Charité - Universitätsmedizin Berlin, Corporate member of Freie Universität Berlin and Humboldt-Universität zu Berlin, Institute of Biometry and Clinical Epidemiology, Berlin, Germany.
Biostatistics and Data Sciences, Boehringer Ingelheim Pharma GmbH & Co. KG, Biberach/Riss, Germany.
Stat Methods Med Res. 2023 Sep;32(9):1749-1765. doi: 10.1177/09622802231188515. Epub 2023 Jul 25.

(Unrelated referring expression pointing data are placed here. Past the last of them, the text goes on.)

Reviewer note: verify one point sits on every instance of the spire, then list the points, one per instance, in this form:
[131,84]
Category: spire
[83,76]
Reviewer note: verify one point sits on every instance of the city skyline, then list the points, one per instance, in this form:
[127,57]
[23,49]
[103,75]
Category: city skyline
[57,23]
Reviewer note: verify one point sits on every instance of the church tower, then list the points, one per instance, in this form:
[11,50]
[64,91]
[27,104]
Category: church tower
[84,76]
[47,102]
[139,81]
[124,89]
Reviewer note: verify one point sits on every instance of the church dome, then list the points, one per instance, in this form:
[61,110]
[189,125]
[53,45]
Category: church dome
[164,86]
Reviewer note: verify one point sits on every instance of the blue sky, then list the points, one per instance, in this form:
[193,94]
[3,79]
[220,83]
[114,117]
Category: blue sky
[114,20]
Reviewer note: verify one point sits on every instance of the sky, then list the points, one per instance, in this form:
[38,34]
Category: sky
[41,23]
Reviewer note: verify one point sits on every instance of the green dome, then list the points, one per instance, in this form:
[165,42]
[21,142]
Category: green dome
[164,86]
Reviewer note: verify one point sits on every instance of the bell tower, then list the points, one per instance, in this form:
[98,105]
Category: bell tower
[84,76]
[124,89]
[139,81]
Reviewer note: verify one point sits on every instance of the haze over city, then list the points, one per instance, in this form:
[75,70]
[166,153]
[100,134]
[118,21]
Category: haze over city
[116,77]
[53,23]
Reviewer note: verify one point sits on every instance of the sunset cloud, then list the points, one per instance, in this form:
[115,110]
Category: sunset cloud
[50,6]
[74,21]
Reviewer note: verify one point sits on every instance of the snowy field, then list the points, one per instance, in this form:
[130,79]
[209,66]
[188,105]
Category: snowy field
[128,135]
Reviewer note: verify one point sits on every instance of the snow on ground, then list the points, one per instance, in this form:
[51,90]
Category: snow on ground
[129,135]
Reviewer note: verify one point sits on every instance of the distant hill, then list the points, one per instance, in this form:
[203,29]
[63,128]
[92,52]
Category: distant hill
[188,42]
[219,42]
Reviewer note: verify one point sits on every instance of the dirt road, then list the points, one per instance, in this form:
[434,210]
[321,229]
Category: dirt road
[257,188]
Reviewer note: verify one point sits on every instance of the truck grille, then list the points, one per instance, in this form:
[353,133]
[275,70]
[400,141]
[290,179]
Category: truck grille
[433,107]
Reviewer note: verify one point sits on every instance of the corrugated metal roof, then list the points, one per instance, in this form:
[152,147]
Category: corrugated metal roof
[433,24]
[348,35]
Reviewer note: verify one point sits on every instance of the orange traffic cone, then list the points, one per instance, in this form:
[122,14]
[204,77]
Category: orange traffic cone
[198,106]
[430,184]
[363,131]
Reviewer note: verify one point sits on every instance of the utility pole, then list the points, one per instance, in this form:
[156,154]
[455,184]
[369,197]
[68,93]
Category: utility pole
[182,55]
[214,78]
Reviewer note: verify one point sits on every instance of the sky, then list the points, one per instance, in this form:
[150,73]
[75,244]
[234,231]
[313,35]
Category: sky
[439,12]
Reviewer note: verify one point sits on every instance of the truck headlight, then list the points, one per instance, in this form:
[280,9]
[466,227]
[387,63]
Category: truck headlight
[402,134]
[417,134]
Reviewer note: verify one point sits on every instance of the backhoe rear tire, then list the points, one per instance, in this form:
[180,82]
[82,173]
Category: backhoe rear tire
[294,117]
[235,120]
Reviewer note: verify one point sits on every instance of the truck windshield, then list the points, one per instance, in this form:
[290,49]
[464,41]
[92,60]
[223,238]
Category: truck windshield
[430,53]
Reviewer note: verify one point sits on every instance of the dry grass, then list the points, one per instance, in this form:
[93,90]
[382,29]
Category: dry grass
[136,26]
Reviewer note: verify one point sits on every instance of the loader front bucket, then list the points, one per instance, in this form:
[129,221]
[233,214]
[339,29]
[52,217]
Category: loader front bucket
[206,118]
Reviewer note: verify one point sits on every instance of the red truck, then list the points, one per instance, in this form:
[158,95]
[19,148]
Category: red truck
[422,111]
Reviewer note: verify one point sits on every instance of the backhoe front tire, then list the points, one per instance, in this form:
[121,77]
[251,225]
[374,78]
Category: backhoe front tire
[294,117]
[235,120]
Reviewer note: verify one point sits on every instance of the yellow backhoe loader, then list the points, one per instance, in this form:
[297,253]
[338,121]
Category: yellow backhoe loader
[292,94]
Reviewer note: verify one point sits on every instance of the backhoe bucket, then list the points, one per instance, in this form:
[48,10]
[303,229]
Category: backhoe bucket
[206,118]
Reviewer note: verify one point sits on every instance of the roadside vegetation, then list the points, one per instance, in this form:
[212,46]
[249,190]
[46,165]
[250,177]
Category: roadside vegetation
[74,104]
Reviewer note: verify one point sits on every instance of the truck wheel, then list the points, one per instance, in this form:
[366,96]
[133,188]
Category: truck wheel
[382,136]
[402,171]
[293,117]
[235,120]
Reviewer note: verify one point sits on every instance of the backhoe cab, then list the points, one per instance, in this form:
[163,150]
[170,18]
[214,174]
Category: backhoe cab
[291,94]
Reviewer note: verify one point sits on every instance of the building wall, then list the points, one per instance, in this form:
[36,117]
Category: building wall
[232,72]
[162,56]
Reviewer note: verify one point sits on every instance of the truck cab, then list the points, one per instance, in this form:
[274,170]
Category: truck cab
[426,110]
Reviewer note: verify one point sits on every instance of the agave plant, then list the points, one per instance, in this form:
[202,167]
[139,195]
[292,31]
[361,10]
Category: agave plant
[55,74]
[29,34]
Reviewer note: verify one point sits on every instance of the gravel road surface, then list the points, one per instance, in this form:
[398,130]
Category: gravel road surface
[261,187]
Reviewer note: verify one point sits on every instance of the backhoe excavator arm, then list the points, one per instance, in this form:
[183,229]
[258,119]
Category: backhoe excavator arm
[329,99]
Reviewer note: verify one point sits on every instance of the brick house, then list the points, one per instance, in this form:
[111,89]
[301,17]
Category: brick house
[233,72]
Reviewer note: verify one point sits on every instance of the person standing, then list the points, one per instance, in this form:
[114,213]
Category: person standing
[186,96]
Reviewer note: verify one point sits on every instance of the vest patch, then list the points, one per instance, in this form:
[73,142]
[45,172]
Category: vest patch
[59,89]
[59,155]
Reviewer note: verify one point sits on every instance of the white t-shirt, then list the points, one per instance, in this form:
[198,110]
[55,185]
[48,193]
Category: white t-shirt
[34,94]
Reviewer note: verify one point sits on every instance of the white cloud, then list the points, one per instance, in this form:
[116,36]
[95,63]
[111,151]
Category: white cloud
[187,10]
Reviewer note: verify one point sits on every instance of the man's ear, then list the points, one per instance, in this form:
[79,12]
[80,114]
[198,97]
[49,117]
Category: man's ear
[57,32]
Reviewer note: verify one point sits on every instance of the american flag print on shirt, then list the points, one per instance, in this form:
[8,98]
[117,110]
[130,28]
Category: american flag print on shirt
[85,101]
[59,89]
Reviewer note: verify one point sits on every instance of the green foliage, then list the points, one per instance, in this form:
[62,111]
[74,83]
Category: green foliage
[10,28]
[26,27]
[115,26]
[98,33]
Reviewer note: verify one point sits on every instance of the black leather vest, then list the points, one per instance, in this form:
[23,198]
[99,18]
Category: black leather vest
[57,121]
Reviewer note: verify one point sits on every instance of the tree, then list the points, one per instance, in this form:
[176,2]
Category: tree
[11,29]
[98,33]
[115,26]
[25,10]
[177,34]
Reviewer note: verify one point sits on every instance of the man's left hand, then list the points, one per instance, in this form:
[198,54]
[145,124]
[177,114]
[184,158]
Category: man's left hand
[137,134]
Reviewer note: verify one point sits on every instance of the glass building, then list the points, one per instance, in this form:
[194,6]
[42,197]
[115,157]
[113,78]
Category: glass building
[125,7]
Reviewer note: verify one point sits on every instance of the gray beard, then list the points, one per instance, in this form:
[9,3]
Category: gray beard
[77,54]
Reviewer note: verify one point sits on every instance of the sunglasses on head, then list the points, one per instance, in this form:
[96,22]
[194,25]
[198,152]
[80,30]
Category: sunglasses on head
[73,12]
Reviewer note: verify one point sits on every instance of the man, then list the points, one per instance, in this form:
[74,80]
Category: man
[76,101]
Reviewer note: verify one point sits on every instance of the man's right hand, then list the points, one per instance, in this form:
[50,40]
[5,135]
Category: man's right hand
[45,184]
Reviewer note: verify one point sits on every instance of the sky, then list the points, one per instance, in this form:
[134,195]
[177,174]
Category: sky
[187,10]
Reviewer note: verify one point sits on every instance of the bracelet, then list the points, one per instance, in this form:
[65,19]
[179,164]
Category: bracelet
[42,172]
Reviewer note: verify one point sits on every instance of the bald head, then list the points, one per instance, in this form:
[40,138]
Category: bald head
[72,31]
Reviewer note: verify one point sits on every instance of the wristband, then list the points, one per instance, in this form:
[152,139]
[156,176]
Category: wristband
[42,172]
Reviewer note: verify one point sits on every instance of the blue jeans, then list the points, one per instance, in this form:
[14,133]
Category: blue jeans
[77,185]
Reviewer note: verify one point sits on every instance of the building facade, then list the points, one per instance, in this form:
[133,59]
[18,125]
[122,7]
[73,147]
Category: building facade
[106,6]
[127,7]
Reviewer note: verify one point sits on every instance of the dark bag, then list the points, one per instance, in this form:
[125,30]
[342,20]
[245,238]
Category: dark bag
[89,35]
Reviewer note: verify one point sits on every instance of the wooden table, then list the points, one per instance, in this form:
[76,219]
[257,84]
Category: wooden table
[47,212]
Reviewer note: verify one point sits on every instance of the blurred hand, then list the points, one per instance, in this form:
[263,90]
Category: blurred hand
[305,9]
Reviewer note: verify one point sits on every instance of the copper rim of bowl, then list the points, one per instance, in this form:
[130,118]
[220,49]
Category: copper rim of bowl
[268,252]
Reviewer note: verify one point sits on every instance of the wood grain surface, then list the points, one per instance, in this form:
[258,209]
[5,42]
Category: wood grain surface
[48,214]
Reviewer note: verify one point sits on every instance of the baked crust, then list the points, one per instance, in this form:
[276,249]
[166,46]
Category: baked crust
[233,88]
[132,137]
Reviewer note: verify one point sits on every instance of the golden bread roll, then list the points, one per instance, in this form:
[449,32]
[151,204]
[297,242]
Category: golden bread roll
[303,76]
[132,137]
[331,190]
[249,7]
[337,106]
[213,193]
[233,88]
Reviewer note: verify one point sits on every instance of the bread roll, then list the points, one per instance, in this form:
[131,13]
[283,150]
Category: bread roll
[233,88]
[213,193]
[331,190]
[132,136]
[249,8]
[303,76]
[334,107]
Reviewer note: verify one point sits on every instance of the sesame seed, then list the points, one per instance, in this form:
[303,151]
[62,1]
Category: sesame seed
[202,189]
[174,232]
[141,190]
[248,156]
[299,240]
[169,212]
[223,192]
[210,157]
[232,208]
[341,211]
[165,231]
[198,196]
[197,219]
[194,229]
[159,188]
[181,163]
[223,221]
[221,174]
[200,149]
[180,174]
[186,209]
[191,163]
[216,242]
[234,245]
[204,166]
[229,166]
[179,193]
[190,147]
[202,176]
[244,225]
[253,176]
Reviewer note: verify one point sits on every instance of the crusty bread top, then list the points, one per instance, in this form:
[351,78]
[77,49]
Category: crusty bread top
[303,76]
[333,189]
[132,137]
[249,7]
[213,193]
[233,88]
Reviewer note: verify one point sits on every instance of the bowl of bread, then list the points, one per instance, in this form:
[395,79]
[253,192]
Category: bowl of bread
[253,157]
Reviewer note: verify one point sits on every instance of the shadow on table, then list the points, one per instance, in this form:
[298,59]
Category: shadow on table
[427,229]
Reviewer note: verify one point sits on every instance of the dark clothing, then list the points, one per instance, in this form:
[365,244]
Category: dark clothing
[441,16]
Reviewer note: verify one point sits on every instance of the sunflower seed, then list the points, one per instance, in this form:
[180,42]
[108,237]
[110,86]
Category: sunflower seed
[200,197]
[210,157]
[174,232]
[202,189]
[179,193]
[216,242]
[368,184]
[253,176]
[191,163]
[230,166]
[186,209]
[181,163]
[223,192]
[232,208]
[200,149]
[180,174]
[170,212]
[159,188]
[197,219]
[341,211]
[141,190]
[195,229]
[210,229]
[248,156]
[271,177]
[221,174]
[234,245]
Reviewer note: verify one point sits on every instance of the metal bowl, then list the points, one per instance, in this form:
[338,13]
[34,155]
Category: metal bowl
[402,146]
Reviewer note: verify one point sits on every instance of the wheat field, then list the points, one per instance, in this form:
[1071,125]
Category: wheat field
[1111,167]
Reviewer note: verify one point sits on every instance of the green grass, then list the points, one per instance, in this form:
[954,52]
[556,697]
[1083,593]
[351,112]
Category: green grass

In oncology, phase II clinical trials are often planned as single-arm two-stage designs with a binary endpoint, for example, progression-free survival after 12 months, and the option to stop for futility after the first stage. Simon's two-stage design is a very popular approach but depending on the follow-up time required to measure the patients' outcomes the trial may have to be paused undesirably long. To shorten this forced interruption, it was proposed to use a short-term endpoint for the interim decision, such as progression-free survival after 3 months. We show that if the assumptions for the short-term endpoint are misspecified, the decision-making in the interim can be misleading, resulting in a great loss of statistical power. For the setting of a binary endpoint with nested measurements, such as progression-free survival, we propose two approaches that utilize all available short-term and long-term assessments of the endpoint to guide the interim decision. One approach is based on conditional power and the other is based on Bayesian posterior predictive probability of success. In extensive simulations, we show that both methods perform similarly, when appropriately calibrated, and can greatly improve power compared to the existing approach in settings with slow patient recruitment. Software code to implement the methods is made publicly available.
在肿瘤学中,II 期临床试验通常计划为单臂两阶段设计,具有二元终点,例如 12 个月后的无进展生存期,并且在第一阶段后有停止无效性的选择。Simon 的两阶段设计是一种非常流行的方法,但根据测量患者结果所需的随访时间,试验可能需要不期望地长时间暂停。为了缩短这种强制性中断,有人提议使用短期终点作为中期决策,例如 3 个月后的无进展生存期。我们表明,如果短期终点的假设指定不正确,中期决策可能会产生误导,导致统计功效大大损失。对于具有嵌套测量的二元终点设置,例如无进展生存期,我们提出了两种利用所有可用的短期和长期终点评估来指导中期决策的方法。一种方法基于条件功效,另一种方法基于成功的贝叶斯后验预测概率。在广泛的模拟中,我们表明,当适当校准时,这两种方法的性能相似,并且与患者招募缓慢的情况下现有的方法相比,可以大大提高功效。实现这些方法的软件代码已公开提供。